Stream Processing With Apache Flink
Chris Shumaker's notes on the book by Fabian Hueske & Vasiliki Kalavri
Updated October 14th, 2024
Book Notes By Chris
The Apache Flink project is well known for its low-latency stream processing capabilities. But what do we know beyond the documentation? There is much documentation dedicated to deploying and operating clusters and building applications. But today there are services like AWS Kinesis Data Analytics that hide significant complexity allowing you to quickly reach the limits of the framework. I am reading "Stream Processing with Apache Flink" to give myself a better idea of what it means to really own a Flink application in production.
Introduction
The opening chapters provide great context for why one might use Flink. While they do not explicitly enumerate and compare alternate streaming frameworks, the authors do a great job highlighting some key concerns of stream processing, namely dealing with state, scale, and performance. To the uninitiated, these might seem unnecessary but for anyone who's build a data pipeline with just AWS Lambda and owned it for a few months or years, you know that these concerns should not be afterthoughts.
Use Cases
The authors identify three main use cases: event-driven applications, data pipelines, and streaming analytics. Regarding event-driven applications, the authors compare using Flink to an alternate architecture using microservices. In a microservices architecture, you may have several representations of state which can become inconsistent or multiple methods of inter-process communication (messaging, API's, gRPC vs. REST, etc.) that can get in the way of correctness and expressiveness. There are also enormous performance gains to having a framework that safely manages and protects your application state while keeping massive amounts of event data in-memory rather than transferring over multiple web API's and database connections on every record.
Alternatives
I want to talk about alternatives more explicitly. The book calls out a specific Lambda architecture, batch processing, and prior generations of stream processing as alternatives to using Flink. Documentation on Apache Flink has similar callouts.

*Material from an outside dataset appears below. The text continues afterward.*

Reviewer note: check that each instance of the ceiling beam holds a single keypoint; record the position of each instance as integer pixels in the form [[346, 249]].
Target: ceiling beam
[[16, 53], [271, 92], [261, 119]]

However, I think many data engineers today will find that these comparisons are not very helpful.
Personally, I have had great success pairing AWS Kinesis with AWS Lambda functions for near-realtime event processing and there are equivalents in lots of places. So let me identify a few major differences between that architecture and stream processing with Flink that will hopefully go beyond the obvious.
What Flink Provides Compared to AWS Kinesis + Lambda
Windowing
Using multiple streams (which necessitates windowing)
SQL queries on stream tables
Different scaling mechanisms
Automatic Optimization - Flink can dedicate all available compute to working operations while I/O-bound tasks wait. Lambda will be DIY and most people will just let them block or introduce multiple lambdas with additional streams, costs, and complexity.
Packaging and deployment
Open source flexibility
Options for message ordering guarantees (Lambda is DIY)
Choice of event-time versus processing-time semantics (Lambda is just processing time)
Knowledge is centered around stream processing while Kinesis/Lambda community, practices, books, and resources are tend to center around each service separately
What about checkpointing?
Actually, as a colleague of mine pointed out, Kinesis manages read positions for its consumers. This actually solves use cases around failures or updates within the Lambda consumers.
Fundamentals
Chapter 2 describes "dataflow programming" and how to represent an application as a directed acyclic graph. A dataflow DAG can be logical or physical. Examples of these graphes are available in the Flink documentation.
Parallelism
An interesting distinction is made between task-parallelism and data-parallelism. Flink allows resources to be distributed across partitions of the stream (data) and across various tasks (task). To achieve task parallelism with Kinesis and Lambda, one needs to invoke one Lambda from another or introduce an intermediate stream. This can fragment the logic of your application, make refactoring harder, and introduces more overhead to manage additional infrastructure. A Lambda/Kinesis architecture can, however, achieve some data parallelism if the stream is sharded or by configuring the Parallelization Factor introduced to Lambda in 2019. This is still limited to 2,000 concurrent lambda invocations (200 shard limit * 10 parallel invocation limit). The limit for Flink is much higher and does not require explicit configuration.
Data Exchange
It is important to understand how data can propagate through a distributed system. This doesn't just apply to stream processing, it's true in batch systems like Spark too. Hueske & Kalavri identify forward, broadcast, key-based, and random strategies. We often don't have to think about these, as they are managed by our engine. However, sometimes we can improve performance by controlling them manually. For example, very small tables can be "broadcast" in Spark to all executors so that no shuffles are required. Saving a large data exchange across nodes by pushing redundant data first is a worthwhile trade.